How can I know what I think, when I have not yet heard what I say?! (handicapped child)
Words can make a strong impression and stick. This applies to us, but perhaps even more so to primitive people. Old Indian traditions greatly valued reticence, just because one appreciated the power of words. By speaking a word, one creates a reality. Words are not just strengthening the ability to think. They are the source of thinking. By choosing the words people are getting to know and understand their own thoughts. Just look at young children, who repeat and learn to read aloud.
The easiest comes first, tangible things like an object, plant, animal or the land itself. Than a bit more difficult, parts of those objects, like the ground of the land or a broken tool. Then more difficult yet, metaphorical ideas, for which concrete words are used in a new, abstract meaning. The ground in combination with the activity of breaking becomes ‘breaking ground’, an expression that can be used for exploring new territory.
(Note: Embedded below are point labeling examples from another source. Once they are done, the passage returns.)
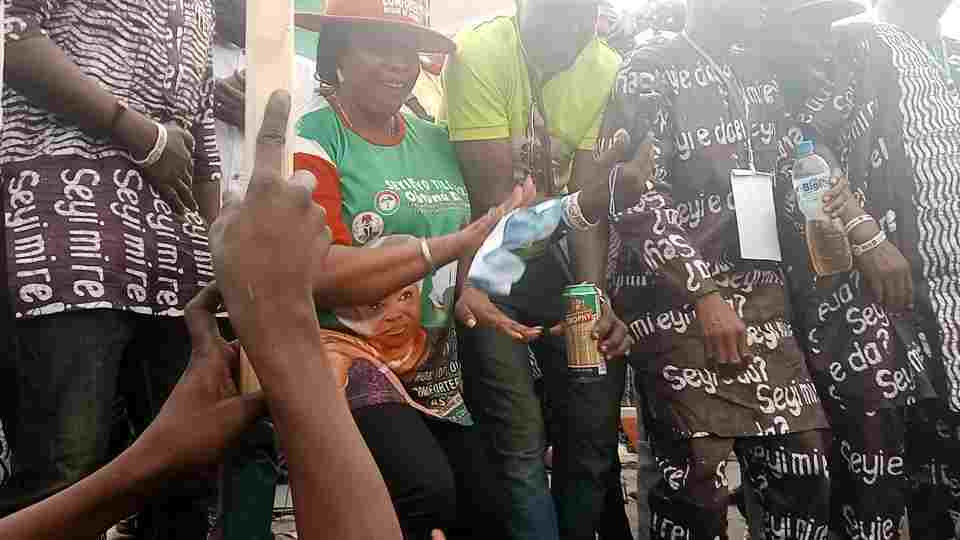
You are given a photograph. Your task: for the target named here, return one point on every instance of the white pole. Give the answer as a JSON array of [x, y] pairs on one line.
[[270, 67]]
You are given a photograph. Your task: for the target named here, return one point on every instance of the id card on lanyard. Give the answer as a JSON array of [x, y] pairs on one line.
[[752, 189]]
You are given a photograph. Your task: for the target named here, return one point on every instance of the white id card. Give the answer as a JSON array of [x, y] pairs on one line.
[[756, 215]]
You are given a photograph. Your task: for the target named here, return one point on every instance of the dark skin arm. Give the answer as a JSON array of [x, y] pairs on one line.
[[41, 71], [588, 249], [488, 171], [199, 421]]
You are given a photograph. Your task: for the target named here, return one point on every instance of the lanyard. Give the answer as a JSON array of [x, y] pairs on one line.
[[734, 88], [550, 173]]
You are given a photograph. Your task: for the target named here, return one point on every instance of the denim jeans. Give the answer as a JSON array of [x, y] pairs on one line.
[[499, 389], [70, 367]]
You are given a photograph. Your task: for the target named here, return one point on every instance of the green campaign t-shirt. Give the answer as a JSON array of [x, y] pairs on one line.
[[403, 348], [488, 95]]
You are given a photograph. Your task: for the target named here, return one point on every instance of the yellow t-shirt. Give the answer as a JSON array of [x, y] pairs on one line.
[[488, 96]]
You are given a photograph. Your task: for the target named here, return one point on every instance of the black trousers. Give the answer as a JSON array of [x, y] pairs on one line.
[[70, 369], [435, 472]]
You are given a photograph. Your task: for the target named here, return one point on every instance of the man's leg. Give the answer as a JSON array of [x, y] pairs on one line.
[[647, 472], [789, 474], [154, 362], [614, 524], [499, 389], [690, 501], [248, 486], [933, 458], [586, 418], [414, 465], [868, 476], [67, 378]]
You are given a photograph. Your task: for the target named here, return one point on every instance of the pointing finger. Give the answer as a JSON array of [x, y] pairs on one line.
[[269, 156]]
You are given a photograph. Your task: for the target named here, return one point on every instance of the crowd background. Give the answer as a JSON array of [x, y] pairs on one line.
[[589, 501]]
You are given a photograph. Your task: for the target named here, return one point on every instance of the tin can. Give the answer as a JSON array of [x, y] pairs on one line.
[[583, 310]]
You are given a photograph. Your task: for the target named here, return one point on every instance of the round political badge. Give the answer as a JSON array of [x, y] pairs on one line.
[[367, 226], [388, 202]]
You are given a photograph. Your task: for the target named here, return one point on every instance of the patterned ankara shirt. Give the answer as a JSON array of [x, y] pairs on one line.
[[682, 236], [85, 230]]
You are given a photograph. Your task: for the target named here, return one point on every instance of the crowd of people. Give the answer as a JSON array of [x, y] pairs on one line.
[[404, 397]]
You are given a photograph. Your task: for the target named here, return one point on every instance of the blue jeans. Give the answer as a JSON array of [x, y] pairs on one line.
[[500, 393]]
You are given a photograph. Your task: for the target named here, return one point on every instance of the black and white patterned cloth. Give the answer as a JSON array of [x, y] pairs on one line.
[[85, 229]]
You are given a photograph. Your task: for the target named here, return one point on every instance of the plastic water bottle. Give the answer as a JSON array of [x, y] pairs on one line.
[[826, 240]]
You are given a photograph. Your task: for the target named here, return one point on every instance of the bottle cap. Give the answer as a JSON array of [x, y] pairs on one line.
[[805, 148]]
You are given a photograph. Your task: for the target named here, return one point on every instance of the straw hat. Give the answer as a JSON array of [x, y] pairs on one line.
[[411, 17]]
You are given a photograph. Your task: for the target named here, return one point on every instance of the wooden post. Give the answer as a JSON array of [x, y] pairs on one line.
[[270, 67]]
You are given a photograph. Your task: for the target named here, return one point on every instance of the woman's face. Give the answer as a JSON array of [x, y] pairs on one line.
[[395, 320], [379, 68]]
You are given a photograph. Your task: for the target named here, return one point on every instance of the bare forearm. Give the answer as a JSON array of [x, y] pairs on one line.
[[383, 270], [88, 508], [42, 72]]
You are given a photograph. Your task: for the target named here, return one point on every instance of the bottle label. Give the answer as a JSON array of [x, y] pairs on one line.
[[810, 191]]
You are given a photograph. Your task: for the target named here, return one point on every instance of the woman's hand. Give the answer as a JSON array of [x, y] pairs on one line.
[[173, 174], [474, 308], [724, 334], [886, 270], [889, 276]]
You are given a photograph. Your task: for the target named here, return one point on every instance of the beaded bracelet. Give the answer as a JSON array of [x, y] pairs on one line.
[[870, 245], [856, 222]]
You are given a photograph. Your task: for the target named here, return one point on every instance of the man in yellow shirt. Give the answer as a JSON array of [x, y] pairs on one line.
[[524, 97]]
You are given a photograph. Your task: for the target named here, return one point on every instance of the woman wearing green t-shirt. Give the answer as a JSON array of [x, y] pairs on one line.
[[398, 181]]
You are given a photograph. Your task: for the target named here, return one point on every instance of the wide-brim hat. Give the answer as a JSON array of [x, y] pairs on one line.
[[826, 10], [410, 17]]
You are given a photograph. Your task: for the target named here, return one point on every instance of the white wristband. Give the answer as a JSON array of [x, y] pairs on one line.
[[158, 147], [869, 245], [573, 214], [856, 222]]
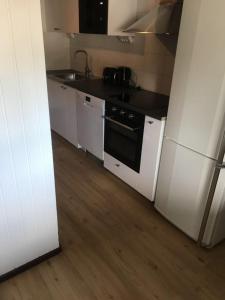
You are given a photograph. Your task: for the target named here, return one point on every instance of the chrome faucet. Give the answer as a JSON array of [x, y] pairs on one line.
[[87, 69]]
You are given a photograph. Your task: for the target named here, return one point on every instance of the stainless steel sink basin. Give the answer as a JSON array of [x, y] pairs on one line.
[[72, 76]]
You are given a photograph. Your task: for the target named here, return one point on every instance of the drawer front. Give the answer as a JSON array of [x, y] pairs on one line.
[[91, 100], [135, 180]]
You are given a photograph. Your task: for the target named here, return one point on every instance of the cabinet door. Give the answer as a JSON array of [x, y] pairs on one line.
[[53, 99], [57, 107], [121, 14], [91, 124], [71, 115], [151, 152]]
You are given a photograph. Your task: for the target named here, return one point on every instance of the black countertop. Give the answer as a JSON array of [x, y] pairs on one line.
[[149, 103]]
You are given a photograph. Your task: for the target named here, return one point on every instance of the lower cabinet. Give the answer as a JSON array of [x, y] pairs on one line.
[[63, 110], [145, 181], [91, 124]]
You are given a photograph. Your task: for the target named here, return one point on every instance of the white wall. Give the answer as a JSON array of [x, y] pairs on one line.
[[153, 65], [57, 50], [57, 47], [28, 217]]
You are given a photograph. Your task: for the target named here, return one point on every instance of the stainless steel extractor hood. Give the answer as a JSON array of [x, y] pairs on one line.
[[157, 20]]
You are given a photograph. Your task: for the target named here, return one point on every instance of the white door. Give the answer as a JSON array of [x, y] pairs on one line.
[[215, 230], [197, 102], [60, 110], [91, 124], [70, 100], [28, 216], [183, 184]]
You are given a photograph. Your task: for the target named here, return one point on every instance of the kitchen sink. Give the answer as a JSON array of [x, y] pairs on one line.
[[72, 76]]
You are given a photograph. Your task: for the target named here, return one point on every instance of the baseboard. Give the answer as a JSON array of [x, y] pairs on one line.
[[30, 264]]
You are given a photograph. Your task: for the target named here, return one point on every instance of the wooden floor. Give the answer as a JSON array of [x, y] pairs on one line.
[[115, 245]]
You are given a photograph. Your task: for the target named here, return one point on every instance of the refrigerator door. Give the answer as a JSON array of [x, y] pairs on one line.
[[183, 186], [197, 102], [215, 229]]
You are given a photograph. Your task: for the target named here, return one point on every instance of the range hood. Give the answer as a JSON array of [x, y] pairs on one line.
[[156, 21]]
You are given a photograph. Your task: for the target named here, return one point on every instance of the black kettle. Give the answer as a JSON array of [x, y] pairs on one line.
[[123, 76]]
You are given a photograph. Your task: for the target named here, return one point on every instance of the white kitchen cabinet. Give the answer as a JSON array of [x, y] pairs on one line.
[[61, 16], [145, 181], [63, 110], [28, 214], [91, 124]]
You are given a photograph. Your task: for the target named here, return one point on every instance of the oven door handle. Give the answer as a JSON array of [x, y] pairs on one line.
[[121, 124]]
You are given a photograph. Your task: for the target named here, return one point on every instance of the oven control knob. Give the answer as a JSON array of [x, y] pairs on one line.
[[131, 116], [122, 112]]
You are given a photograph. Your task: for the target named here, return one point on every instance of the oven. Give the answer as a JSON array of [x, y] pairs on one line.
[[124, 135]]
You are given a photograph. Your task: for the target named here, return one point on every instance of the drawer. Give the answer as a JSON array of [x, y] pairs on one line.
[[91, 100], [132, 178]]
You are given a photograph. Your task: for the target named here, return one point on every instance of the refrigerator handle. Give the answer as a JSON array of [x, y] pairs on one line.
[[219, 166]]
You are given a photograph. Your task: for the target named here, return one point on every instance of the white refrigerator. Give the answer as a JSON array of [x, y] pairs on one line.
[[191, 182]]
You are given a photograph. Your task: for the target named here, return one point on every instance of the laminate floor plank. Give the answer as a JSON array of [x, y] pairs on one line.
[[115, 245]]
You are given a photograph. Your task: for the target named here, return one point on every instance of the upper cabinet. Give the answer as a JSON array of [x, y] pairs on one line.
[[89, 16], [61, 16], [120, 15], [106, 16]]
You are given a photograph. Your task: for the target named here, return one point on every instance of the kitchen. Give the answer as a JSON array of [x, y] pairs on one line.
[[130, 157]]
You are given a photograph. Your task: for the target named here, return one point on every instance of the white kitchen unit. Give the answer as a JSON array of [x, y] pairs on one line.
[[91, 124], [28, 215], [61, 16], [190, 193], [145, 181], [63, 110]]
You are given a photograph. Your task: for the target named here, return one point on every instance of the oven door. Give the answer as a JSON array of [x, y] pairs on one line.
[[124, 142]]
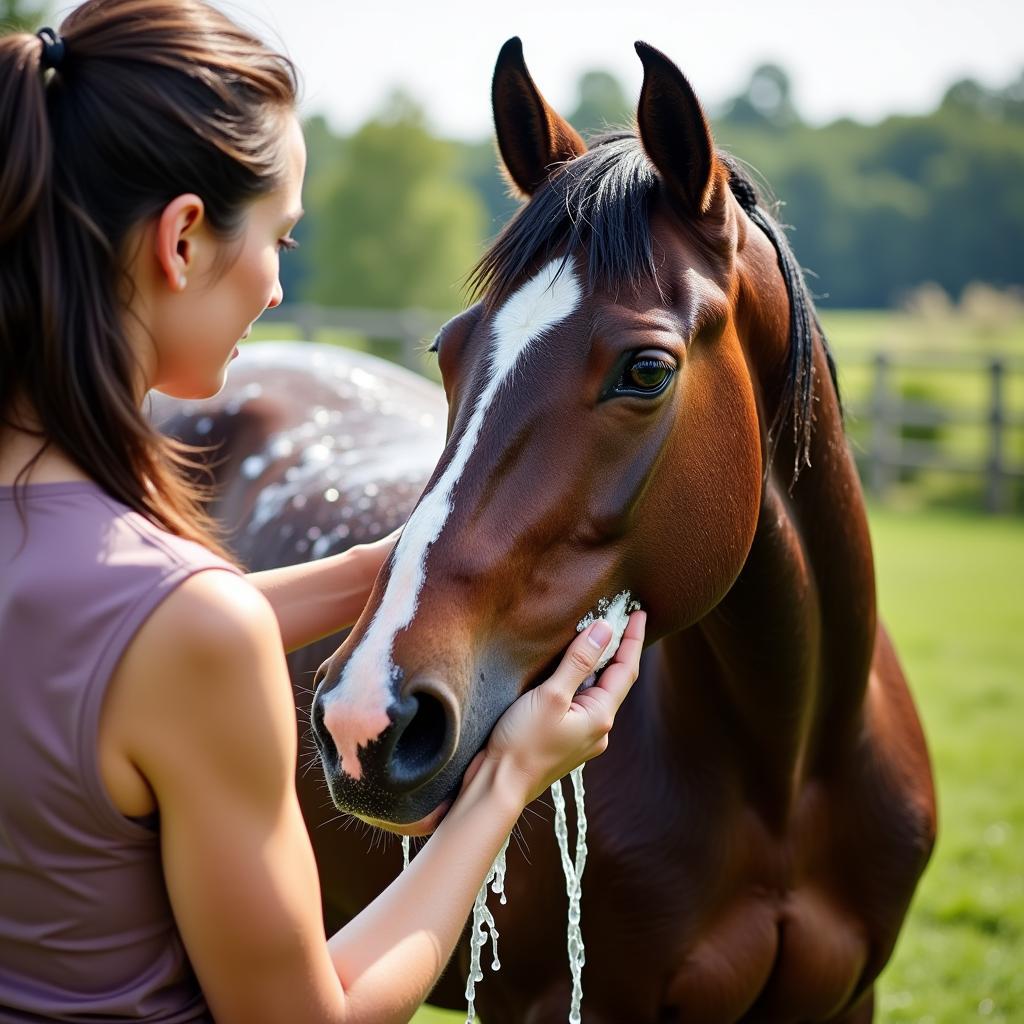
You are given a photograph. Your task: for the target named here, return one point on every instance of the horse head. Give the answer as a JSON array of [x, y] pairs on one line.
[[611, 399]]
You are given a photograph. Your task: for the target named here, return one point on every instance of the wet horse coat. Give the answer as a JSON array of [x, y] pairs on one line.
[[765, 807]]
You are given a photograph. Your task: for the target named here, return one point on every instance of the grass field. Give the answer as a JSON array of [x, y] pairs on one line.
[[951, 590]]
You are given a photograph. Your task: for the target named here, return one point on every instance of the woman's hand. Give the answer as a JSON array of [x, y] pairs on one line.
[[554, 727]]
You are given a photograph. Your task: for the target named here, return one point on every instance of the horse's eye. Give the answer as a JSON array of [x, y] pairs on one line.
[[646, 375]]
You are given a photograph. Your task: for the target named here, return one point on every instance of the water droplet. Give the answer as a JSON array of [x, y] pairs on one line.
[[252, 467]]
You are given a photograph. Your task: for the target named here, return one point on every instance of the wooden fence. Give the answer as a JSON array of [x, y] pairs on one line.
[[891, 418], [888, 415]]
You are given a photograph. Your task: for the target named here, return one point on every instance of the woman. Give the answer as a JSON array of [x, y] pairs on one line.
[[154, 863]]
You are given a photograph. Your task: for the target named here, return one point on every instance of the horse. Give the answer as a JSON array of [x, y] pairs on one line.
[[642, 398]]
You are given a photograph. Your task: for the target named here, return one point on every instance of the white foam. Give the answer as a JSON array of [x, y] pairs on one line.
[[358, 704], [572, 869], [615, 611], [482, 928]]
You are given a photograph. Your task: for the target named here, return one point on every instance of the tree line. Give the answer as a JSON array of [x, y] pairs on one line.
[[397, 215]]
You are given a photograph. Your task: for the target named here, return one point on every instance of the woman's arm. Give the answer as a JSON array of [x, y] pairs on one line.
[[315, 599], [206, 683]]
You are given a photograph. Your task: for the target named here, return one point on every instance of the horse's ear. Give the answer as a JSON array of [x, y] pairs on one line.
[[530, 135], [675, 132]]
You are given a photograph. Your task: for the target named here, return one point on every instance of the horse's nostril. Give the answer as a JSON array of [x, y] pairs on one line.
[[419, 749]]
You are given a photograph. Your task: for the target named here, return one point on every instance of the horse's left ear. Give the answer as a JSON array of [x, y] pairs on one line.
[[675, 133], [531, 136]]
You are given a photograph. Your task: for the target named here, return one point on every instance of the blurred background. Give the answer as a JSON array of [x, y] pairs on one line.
[[893, 137]]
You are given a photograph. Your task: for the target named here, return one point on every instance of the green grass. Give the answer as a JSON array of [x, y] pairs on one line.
[[951, 592]]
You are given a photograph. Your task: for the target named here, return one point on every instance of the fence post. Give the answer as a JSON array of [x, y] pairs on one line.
[[996, 493], [881, 452]]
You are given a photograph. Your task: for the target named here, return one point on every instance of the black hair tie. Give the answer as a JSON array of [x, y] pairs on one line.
[[53, 49]]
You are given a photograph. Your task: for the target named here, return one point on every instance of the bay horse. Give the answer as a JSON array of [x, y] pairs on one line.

Between 80.000 and 20.000 years ago, people start distinguishing and mastering more and more concepts and activities. Even for invisible matters like social relations. In the end words are invented for things that only refer to itself and to nothings else! Think about a promise or a covenant. Such words do not refer to anything already in existence, but they exist only after the word has been spoken and the promise been made. The word is the reality itself! In the distant past such words must have been very difficult – very important for group life and yet very hard to keep them in mind.
There is a deep connection between word and spirit. One can not go without the other. In ancient oral cultures, both are based on spoken language. Breath and air carries both ( out from the mouth and into the ear). Both are invisible and volatile, difficult to control and fanthom, but for all that both have a great influence in human life.
Human language offers tremendous opportunities. Language enables abstract thinking. Words create new realities. Language frees from the world of the concrete and tangible and opens a world of invisible realities – social and emotional, knowledge and fantasy. Yet language is also restricting and distorting. For example (almost?) all languages in the world use the subject+verb construction, even when this not very appropriate. Take a sentence like “it is raining”. Who is raining? Unintentionally, this kind of language leads us to search for ‘who has done it’. And finally, language does not only connect people with eachother. It also excludes people who do not speak the same language.